2.2. Genome Characterization and Typing

The total genome for the K. pneumoniae isolates (K6, K7, K8 and K16) were assembled into 5.39, 5.44, 5.38 and 5.48 Mb, respectively, with an average contig length range of 42,763–96,382, while N50 was 203,642. The number of contigs was ≤126 for all isolates. The protein coding sequences (CDS) of the isolates were 5215, 5284, 5374 and 5417 for the isolates K6, K7, K8 and K16, respectively. PubMLST database was used for the identification of assembled genomes at the species level and displayed 100% identity with K. pneumoniae. Kp 6 and Kp7 were identified with sequence types (STs) 23, while Kp 16 and Kp8 were identified with STs 353 and 592, respectively. The global platform for genomic surveillance, Pathogenwatch, was used for the prediction of the capsule (K) and O serotypes; K6 and K7 were identified with the K1 (wzi1 genotype) capsule and O1 serotype, while K8 was identified with K57 (wzi206 genotype) capsule and O3b (Table 2).

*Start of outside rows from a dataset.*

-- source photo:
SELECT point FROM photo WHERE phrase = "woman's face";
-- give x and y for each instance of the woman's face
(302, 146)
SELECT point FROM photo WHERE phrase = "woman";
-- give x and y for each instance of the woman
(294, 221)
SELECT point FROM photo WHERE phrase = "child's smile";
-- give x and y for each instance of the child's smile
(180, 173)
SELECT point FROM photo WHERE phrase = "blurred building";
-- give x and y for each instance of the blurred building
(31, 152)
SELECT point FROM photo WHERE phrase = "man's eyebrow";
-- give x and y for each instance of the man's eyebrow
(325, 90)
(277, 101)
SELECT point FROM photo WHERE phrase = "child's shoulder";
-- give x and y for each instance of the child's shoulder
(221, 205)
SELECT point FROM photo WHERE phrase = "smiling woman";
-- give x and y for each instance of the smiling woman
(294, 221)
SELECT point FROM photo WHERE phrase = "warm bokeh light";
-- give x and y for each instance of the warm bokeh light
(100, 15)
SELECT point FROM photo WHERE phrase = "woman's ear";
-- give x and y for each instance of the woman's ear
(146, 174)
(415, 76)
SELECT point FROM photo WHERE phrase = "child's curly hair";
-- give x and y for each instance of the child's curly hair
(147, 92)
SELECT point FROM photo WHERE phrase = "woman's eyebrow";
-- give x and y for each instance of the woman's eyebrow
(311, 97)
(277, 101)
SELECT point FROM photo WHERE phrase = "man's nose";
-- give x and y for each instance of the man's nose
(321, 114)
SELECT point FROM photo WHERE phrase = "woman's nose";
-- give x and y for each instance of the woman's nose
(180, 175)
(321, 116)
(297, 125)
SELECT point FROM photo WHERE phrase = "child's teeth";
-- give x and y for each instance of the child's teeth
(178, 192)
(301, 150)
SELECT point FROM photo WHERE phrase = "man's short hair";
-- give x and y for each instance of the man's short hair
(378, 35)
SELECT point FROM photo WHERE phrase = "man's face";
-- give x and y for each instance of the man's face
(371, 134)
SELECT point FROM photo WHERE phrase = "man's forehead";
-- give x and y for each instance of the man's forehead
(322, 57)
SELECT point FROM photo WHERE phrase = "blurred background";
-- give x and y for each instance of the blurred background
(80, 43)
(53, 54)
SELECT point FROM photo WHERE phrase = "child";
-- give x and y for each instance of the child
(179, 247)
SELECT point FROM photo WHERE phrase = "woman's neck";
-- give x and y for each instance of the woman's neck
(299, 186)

2.3. Plasmids and Chromosomally Mediated Mobilome

Plasmids generated from plasmidSPAdes and the assembled contigs were screened for the presence of ARGs, virulence genes (VGs), insertion sequences and integrons.

K6 isolates harbored 10 ARGs associated with four different plasmids; the chloramphenicol acetyltransferase (catB3), bla_OXA-1 and aac(6′)-Ib-cr genes were detected in plasmid pB-8922_OXA-48 (Table 3). Mobile gene cassettes consisting of the sulfonamide-resistant gene (sul2), disinfecting agents and antiseptics-resistant gene (qacE), trimethoprim-resistant gene (dfrA12), and the aminoglycoside-resistant gene (aadA2), were detected in plasmid pCEX23 and were associated with three integron-related recombination sites (attC) as shown in Table 4 and Figure 1. Additionally, isolate K6 harbored the plasmid pColKP3 that carries the extended-spectrum beta-lactamases genes (bla_CTX-M-3 and bla_OXA-232) and the replication initiator protein (Rep) (Figure 2). Both isolates K6 and K7 carried a similar gene cassette in plasmid pC1K6P0122-2; the gene cassettes were the trimethoprim-resistant gene (dfrA14), integron integrase (IntI1), insertion sequence (IS1), transposase protein, and replication initiation protein (RepE) (Figure 3). Additionally, isolate K7 harbored the plasmid p1527854_3 which carries the bla_CTX-M-3. Isolate K8 was detected with only one AMR plasmid (pMBRCAV1205) that carried the quinolone resistance determinants (qnrB4 and qnrB55), while isolate K16 was detected with plasmid pK92-qnrS, which carried a cluster of qnrS1, aph(3″)-Ib, sul2, aph(6)-Id, and one insertion sequence (ISKpn19). Another drug-resistant plasmid (pIPCEC48_1) was detected with bla_CTX-M-15 (Table 3).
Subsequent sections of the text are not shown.